Перед ним как живая встала такая картина. Ему показалось, что и майор затуманившимися глазами навыкате явственно, отчетливо, не хуже, чем он сам, видит эту картину. Неприятное чувство страха охватило его.
– Еще у древних племен, покрытых тьмою времени, жила в душе та же тревога, то же чувство благоговения перед злаком, рождающимся из малого семени, которое носит ветер, перед деревом, которое раскрывает красивые листья и пускает свежие побеги, перед цветком, который во мраке ночи, в холодный предрассветный час творит свою чашечку…
Майор задумался на мгновение, словно позабыв о том, что его слушают, и с радостной улыбкой, с мечтательным, подернутым слезою взором продолжал:
– Древний, забытый бог… Митра![303] Властитель, от воли которого зависит цвет молодых листочков, колосья хлебов, чашечки цветов на всей нашей чудной земле… Божественный садовник! Это по его велению созревает плод груши, душистое яблоко наливается и краснеет под листом, который вянет так же, как вянет красавица мать от ненасытной любви к жестокому сыну… Это по его велению темные сливы одеваются чудесной, неповторимою краской и виноград свисает с хрупкой лозы, отягощая ее так, словно он клонится ко сну. Кажется, у пеласгийских племен родился иной образ, которым мы с князем столько раз наслаждались. Не правда ли?
– Да, мастер…
– Известный образ Деметры,[304] которую называли Пеласгийской, образ, воплощающий, олицетворяющий рождение злака из семени. Деметра – это символ семени, последнего творения целой жизни всех злаков на земле. В семени возникает творческая сила злака, и оно само становится творцом, матерью, рождающей поколения, им же несть числа. Семя – это прообраз, из которого в прадавние времена был зачат первый злак. Деметра – это прообраз прасемени и всех его потомков и вместе с тем видимый знак силы, которая никогда не может исчерпаться, которая была, есть и будет до конца мира. Простите, я злоупотребляю вашим терпением, но меня так восхитила эта божественная легенда о Деметре и, что самое любопытное, о празднествах ее в Элевсине,[305] что я часто, может быть даже слишком часто, рассказываю ее.
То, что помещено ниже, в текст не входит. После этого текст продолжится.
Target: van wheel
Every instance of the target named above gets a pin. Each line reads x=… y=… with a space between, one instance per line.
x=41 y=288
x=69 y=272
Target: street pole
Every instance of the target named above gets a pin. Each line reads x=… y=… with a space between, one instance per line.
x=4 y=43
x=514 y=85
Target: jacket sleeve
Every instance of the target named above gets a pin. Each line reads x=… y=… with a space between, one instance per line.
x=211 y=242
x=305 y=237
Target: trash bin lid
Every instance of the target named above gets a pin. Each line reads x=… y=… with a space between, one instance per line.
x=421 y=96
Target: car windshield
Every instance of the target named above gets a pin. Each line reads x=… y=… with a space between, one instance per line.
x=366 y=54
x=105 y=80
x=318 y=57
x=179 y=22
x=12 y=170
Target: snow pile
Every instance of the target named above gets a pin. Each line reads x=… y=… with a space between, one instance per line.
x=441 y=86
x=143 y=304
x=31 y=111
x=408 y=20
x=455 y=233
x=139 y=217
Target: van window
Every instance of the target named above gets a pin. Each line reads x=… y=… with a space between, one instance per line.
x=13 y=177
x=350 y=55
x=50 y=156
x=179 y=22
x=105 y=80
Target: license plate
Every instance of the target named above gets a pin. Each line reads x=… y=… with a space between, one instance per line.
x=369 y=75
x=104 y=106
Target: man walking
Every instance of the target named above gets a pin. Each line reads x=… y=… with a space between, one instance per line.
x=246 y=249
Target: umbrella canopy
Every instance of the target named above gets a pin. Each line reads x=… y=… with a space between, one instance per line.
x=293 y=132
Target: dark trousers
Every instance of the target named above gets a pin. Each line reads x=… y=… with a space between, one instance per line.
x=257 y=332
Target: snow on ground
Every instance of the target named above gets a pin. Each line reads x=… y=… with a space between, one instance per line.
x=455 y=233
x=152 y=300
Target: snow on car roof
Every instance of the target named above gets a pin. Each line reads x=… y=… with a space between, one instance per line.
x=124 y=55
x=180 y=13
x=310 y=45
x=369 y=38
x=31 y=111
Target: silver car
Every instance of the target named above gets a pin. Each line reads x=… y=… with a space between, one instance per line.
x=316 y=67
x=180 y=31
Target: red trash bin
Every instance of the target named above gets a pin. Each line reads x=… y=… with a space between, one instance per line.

Простите мне, сударь, эту солдатскую словоохотливость…
– Да что вы, ваша милость!.. – пробормотал Рафал.
– Что означает известный миф о похищении Персефоны-Коры?[306] Знаменитый katodos?[307] Это история каждого отдельного семени, то есть потомка Деметры. Поглощение его землей после посева. Безысходная печаль матери Деметры – это зима, вереница хмурых и дождливых дней, в течение которых семя лежит в земле, Персефона пребывает там у своего подземного супруга. Но приходит радостное anodos.[308] Пленница во всем блеске своей красоты выходит на поверхность земли и соединяется с цветущим Дионисом.[309] Семя дает росток, пробивается наружу, выбрасывает стебель, украшается цветом и рождает новые семена. В Элевсине чтили эту вечную силу природы, чудесную ее бесконечность. В гимнах, в священных плясках, в мимических сценах, во внезапном появлении символических образов под звуки торжественных слов и велений, возглашаемых верховным жрецом из рода Эвмолпидов,[310] изливались сердца и воздавались надлежащие почести животворным лучам солнца, о чем мы совершенно забыли…
Девять дней ищет Деметра по всей земле свою дочь, а на десятый прибывает в Элевсин… – рассказывал майор, обращаясь к князю и совершенно забывая о присутствии Рафала. – Она несет в руках два факела, известный символ очистительной силы огня. В Элевсине она отдыхает и нарушает долгий пост, испив напитка из воды и меда, называемого kykeon. Все это совершалось в канун ночи таинств. Те, кто относится к mystai,[311] остаются без различия пола одни, отделенные от непосвященных. С факелами в руках они посещают места страданий Деметры, то есть источник Антион и Камень Печали. Тайную часть празднеств возвещал иерокерикс,[312] повелевая тем, кто относится к mystai, хранить полное молчание. Молчание, молчание… – медленно повторил он, вперяя взор в князя.